Chicago Public Schools’ health education ‘scope and sequence’ includes teaching pre-kindergarteners to “correctly identify body parts typically considered private including nipples, penis, anus and vulva”; requires first graders to define “gender identity”; tells third graders that “sex is assigned at birth”; and introduces fifth graders to “puberty blocker medications.”

Incidents


Chicago Public Schools’ Personal Health and Safety Education & Sexual Health Education Scope and Sequence includes teaching pre-kindergarteners to “correctly identify body parts typically considered private (genitals),” teaches first graders about “gender identity” and introduces fifth graders to “puberty blocker medications that transgender young people may use.”

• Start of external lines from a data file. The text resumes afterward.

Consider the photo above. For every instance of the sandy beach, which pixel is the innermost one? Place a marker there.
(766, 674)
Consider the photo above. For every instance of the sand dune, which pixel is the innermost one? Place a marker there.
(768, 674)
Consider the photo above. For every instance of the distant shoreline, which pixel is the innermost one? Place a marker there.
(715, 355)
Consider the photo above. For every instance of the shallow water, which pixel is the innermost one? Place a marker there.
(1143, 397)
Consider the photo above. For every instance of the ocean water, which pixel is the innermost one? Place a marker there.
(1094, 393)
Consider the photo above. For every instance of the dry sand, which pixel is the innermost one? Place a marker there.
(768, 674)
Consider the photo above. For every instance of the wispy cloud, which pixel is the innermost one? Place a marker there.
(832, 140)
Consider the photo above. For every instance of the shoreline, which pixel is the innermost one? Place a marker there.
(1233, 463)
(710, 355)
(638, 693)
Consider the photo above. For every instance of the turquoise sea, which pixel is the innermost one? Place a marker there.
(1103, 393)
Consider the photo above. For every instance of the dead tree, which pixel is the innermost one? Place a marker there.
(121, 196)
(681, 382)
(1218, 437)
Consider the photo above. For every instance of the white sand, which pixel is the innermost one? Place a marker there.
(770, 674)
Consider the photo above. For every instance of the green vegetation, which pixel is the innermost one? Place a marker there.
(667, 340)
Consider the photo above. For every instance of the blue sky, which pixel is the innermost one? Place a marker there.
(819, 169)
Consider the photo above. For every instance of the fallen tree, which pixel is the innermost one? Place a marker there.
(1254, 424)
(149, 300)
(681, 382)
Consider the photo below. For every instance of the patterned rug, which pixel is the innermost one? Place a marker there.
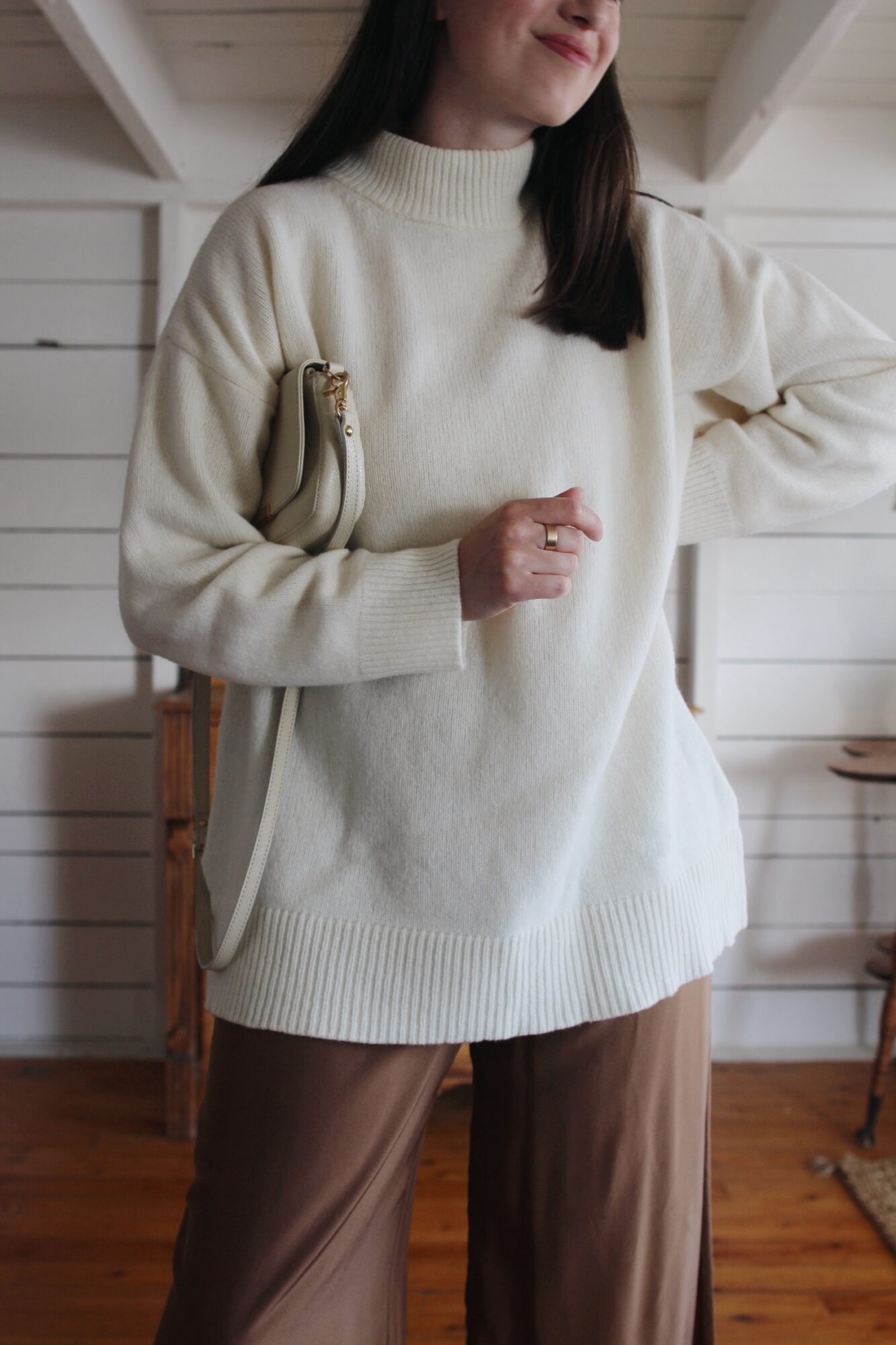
(872, 1184)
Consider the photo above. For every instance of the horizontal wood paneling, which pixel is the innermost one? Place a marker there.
(788, 778)
(77, 887)
(77, 774)
(71, 401)
(73, 314)
(81, 696)
(79, 956)
(54, 622)
(69, 1016)
(797, 1023)
(63, 493)
(76, 560)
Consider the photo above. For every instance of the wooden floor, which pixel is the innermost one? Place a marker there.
(92, 1198)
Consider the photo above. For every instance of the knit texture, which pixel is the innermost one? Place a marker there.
(502, 827)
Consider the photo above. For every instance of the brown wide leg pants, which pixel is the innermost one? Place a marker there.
(588, 1187)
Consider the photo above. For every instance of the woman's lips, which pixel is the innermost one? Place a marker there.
(565, 49)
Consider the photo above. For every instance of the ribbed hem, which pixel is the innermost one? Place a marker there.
(478, 189)
(705, 512)
(411, 619)
(356, 983)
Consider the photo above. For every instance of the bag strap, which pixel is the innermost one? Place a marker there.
(353, 493)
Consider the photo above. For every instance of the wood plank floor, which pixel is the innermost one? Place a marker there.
(91, 1199)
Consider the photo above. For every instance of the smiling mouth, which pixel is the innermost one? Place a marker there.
(563, 48)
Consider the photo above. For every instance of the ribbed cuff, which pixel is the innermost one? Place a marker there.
(705, 512)
(411, 613)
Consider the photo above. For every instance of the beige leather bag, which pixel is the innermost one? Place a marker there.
(313, 494)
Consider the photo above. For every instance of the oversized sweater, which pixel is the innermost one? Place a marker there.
(501, 827)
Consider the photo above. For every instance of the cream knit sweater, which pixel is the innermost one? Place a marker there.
(502, 827)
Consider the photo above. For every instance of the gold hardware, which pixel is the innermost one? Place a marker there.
(198, 847)
(338, 385)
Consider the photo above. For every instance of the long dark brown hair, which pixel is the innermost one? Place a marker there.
(581, 184)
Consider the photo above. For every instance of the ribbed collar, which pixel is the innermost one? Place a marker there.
(478, 189)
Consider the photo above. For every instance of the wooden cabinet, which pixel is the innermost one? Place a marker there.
(188, 1026)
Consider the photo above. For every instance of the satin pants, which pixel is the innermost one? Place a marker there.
(588, 1195)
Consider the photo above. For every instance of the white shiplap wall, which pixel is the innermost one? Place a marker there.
(79, 836)
(806, 658)
(801, 657)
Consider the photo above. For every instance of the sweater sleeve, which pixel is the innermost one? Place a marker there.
(809, 385)
(197, 582)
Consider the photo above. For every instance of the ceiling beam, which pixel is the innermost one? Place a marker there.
(116, 49)
(780, 44)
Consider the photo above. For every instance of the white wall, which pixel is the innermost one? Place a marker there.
(797, 642)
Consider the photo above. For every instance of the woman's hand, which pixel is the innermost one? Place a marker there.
(503, 560)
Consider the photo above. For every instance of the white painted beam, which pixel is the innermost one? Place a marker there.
(116, 49)
(780, 44)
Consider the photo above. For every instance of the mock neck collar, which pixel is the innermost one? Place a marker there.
(478, 189)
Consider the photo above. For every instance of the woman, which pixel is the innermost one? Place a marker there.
(501, 824)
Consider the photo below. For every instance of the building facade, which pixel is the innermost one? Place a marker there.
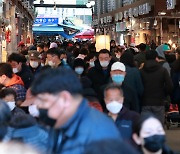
(138, 21)
(16, 21)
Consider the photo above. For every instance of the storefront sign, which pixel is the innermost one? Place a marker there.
(120, 15)
(46, 21)
(116, 17)
(126, 14)
(101, 20)
(135, 12)
(127, 2)
(130, 12)
(171, 4)
(144, 9)
(120, 27)
(105, 20)
(109, 19)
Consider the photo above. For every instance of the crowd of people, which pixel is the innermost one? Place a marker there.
(66, 97)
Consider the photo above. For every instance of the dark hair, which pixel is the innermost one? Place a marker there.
(6, 69)
(112, 41)
(178, 50)
(109, 146)
(83, 51)
(41, 45)
(142, 47)
(90, 56)
(56, 80)
(5, 116)
(22, 120)
(138, 124)
(54, 51)
(118, 50)
(113, 86)
(104, 51)
(127, 58)
(46, 45)
(16, 57)
(7, 91)
(151, 55)
(79, 62)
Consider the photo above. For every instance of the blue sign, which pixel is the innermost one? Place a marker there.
(46, 21)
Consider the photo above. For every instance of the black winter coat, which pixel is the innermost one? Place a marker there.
(99, 77)
(157, 84)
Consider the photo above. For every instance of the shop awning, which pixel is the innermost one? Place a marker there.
(51, 30)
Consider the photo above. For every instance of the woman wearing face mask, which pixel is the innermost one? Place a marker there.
(80, 69)
(35, 62)
(9, 96)
(123, 117)
(149, 136)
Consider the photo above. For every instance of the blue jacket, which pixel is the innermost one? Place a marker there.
(86, 125)
(35, 136)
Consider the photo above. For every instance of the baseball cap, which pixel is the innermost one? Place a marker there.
(118, 66)
(34, 54)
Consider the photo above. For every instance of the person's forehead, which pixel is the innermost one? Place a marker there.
(113, 91)
(150, 124)
(117, 71)
(33, 59)
(14, 62)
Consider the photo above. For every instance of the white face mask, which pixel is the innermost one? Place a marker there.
(33, 110)
(15, 70)
(11, 105)
(91, 64)
(104, 63)
(34, 64)
(118, 56)
(50, 63)
(114, 107)
(79, 70)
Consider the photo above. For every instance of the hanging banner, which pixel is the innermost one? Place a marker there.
(46, 21)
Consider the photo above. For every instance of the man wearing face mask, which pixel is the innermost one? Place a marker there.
(100, 73)
(118, 73)
(62, 106)
(123, 117)
(34, 62)
(11, 80)
(55, 58)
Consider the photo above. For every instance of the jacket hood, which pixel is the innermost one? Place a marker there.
(15, 80)
(151, 66)
(161, 49)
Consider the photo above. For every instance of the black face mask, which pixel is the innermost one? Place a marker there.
(44, 118)
(154, 143)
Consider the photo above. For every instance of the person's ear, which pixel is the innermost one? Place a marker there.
(136, 139)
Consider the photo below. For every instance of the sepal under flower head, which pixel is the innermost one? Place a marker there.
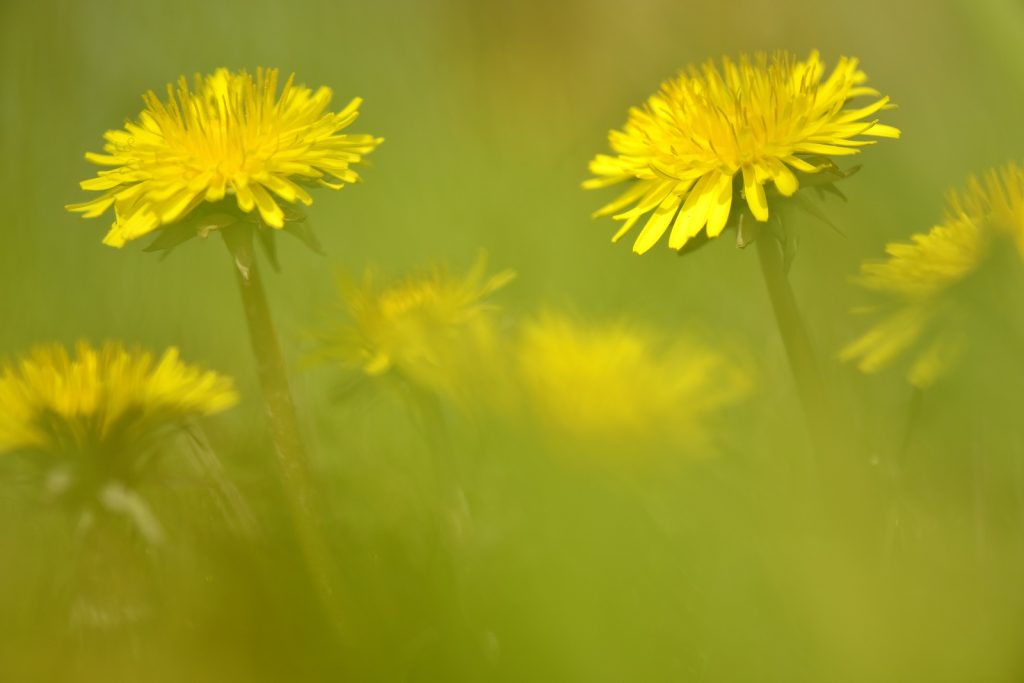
(619, 385)
(713, 135)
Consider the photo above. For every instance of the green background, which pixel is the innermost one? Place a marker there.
(713, 569)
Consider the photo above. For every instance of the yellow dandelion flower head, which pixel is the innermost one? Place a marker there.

The Pre-Kindergarten Personal Health and Safety Education Unit Plan includes lessons about family structure and teaches that “no one type of family is better than another” and “all family structures are valid. In the Understanding our Bodies unit, children in pre-K learn about “basic anatomy” to “correctly identify body parts typically considered private (genitals), including nipples, anus, vulva, and penis.” They are also taught why it is important for them to know the correct names for private parts —according to the unit plan, this “this lesson supports Erin’s Law requirements.”


The Grade 1 Personal Health and Safety Education Unit Plan includes teaching students to “define gender, gender identity and gender role stereotypes” and “name at least two things they’ve been taught about gender role stereotypes, and how those things may limit people of all genders.”

Students will also “discuss the concept of gender so that students can then understand gender identity and gender role stereotypes” and “reflect on things like colors, toys, and careers.” The goal for the lesson is for students to “recognize that gender should not be a limiting factor in being themselves.”


The Grade 2 Personal Health and Safety Education Unit Plan features a lesson that teaches students about gender stereotypes and that they can “advocate for change and will have an opportunity to apply what they learn to create gender neutral packaging for common children’s toys.”


The Grade 3 Personal Health and Safety Education Unit Plan includes a lesson that teaches students to “explain the difference between sex assigned at birth and gender identity.” Students will “engage with the text to expand their understanding of what it can mean to be transgender and the concept of gender expression.”

It defines “transgender” as “when a person’s gender identity (how they feel) is different from what doctors/midwives assigned to them when they were born (sex assigned at birth).”


The Grade 4 Personal Health & Safety Education Unit Plan includes the use of “The Gender Snowperson to teach students about the concepts of “gender identity, sexual orientation, sex assigned at birth, and gender expression.”

The unit also includes a lesson that states that students will “learn the names and functions of reproductive anatomy for most people assigned male at birth and most people assigned female at birth.” The accompanying document labels the male body as “Body with Penis and Testicles” and the female body as “Body with Ovaries.”


The Grade 5 Personal Health and Safety Education Unit Plan includes the use of the Gender Unicorn to “explore the concepts of gender identity, sex assigned at birth, gender role stereotypes, and gender expression.”

The unit also includes teaching students the “names and functions of reproductive anatomy for most people assigned male at birth and most people assigned female at birth” and to make the “connection between puberty and gender identity and be introduced to puberty blocker medications that transgender young people may use.”

The unit document titled Gr 5 L 3 Reproductive Systems Worksheet labels the male reproductive system “People with Testicles” and the female body “People with Ovaries.”


The Grade 6 Sexual Health Education Unit Plan includes a lesson teaching students about pronoun use including the Gender Unicorn. Unit videos include an optional one on condoms and how to use them effectively.

Worthy of note, only 31% of elementary school students in Chicago Public Schools were proficient in reading in the spring of 2024. In math, only 19% of Chicago third through eighth graders were proficient.